Alejandro León dijo...

Creo que la justicia necesita no sólo que las penas, cuando privan de libertad al reo y cuando le sustraen sus derechos políticos, sean cumplidas en su integridad, sino que se revisen, de forma individual no sólo los derechos del reo sino el impacto que puede causar su reinserción en la sociedad pues además de los derechos individuales de las personas debemos estar vigilantes con los derechos colectivos de la sociedad democrática. No pueden , por tanto, establecer unilateralmente los beneficios penitenciarios sin considerar la relación reo-victimas-sociedad, no sólo no permite actuar con Justicia sino que impide edificar la sociedad democrática poruqe priman más los derechos de reinserción del reo que los derechos de protección de las víctimas y someten a la sociedad a un riesgo de vulneración de los derechos de nuevas víctimas.
Estoy totalmente de acuerdo en que "La justicia necesita también la reparación material y moral hacia las víctimas; una reparación que expresa el reconocimiento de la deuda contraída con quienes han experimentado un agravio injustificable." pero considero que la clase política actual es incapaz de articular los mecanismos de reparación necesarios puesto que tenemos como ejemplo el 11-M y la situación actual de Euskadi donde la calle está en manos de los violentos y asesinos.
¿Cómo podemos callarnos cuando el Estado no está presente en las calles?, Cuidado que la Historia se repite y estos nuevos NAZIS ocupan actualmente parcelas de poder obtenidas democráticamente.
¿Acaso Hitler no obtuvo su poder democráticamente?¿no debería protegerse la sociedad democrática de los violentos de forma legal mediante la Ley electoral?.

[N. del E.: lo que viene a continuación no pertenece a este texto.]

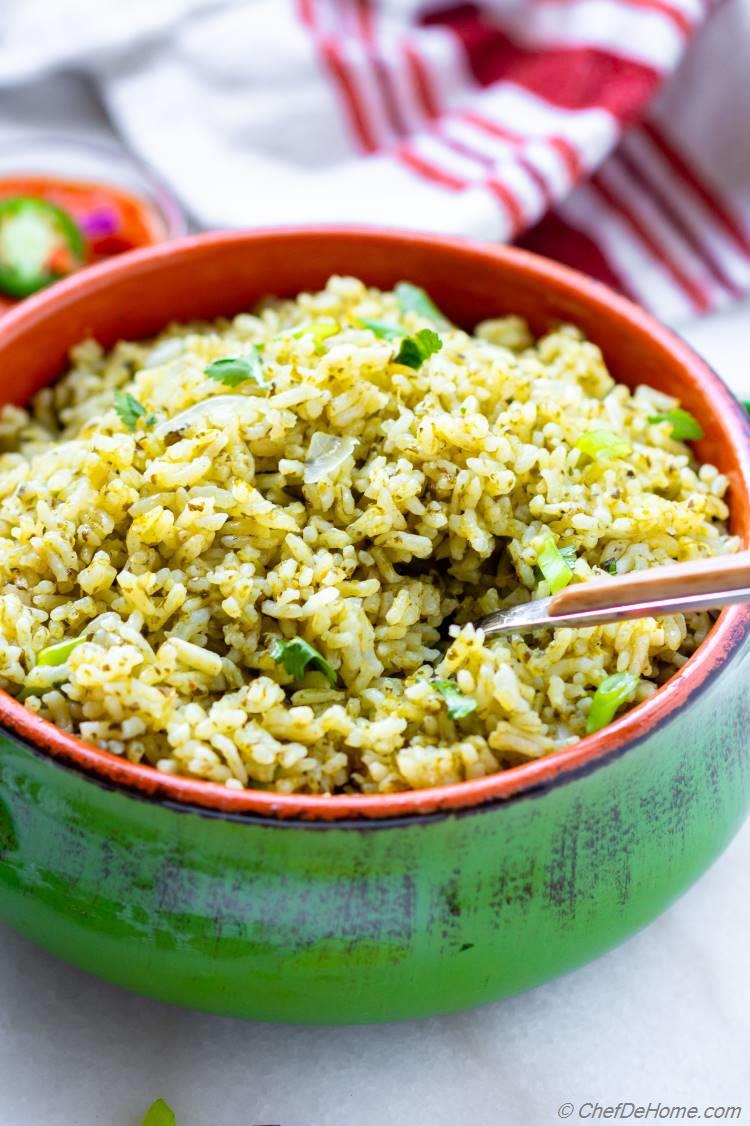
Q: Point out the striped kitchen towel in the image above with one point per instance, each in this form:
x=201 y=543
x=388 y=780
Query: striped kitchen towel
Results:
x=609 y=134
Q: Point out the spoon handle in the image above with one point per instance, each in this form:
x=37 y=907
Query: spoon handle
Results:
x=678 y=581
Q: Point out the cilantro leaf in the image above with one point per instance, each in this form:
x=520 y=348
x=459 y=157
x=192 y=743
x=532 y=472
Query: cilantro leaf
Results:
x=685 y=427
x=601 y=445
x=232 y=371
x=295 y=654
x=128 y=409
x=456 y=704
x=413 y=300
x=59 y=653
x=159 y=1114
x=416 y=349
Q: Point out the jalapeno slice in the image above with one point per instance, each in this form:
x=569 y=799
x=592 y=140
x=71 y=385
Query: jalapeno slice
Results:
x=39 y=243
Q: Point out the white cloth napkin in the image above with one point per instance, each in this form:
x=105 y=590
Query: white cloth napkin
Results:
x=607 y=133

Hemos construido una sociedad basada en una Constitución que tenemos miedo a cambiar pero que realmente no refleja la España que deberíamos querer, una España donde TODOS tengamos cabida, donde TODAS las culturas y lenguas tengan cabida pero ninguna minoría tenga la posibilidad de imponerse a una mayoría y mucho menos por medios violentos.
Esto exige una forma de pensamiento multigeneracional, consensuada y generosa que supere pero no olvide el pasado y permita mirar de frente el futuro en una Unión Europea de progreso y democracia.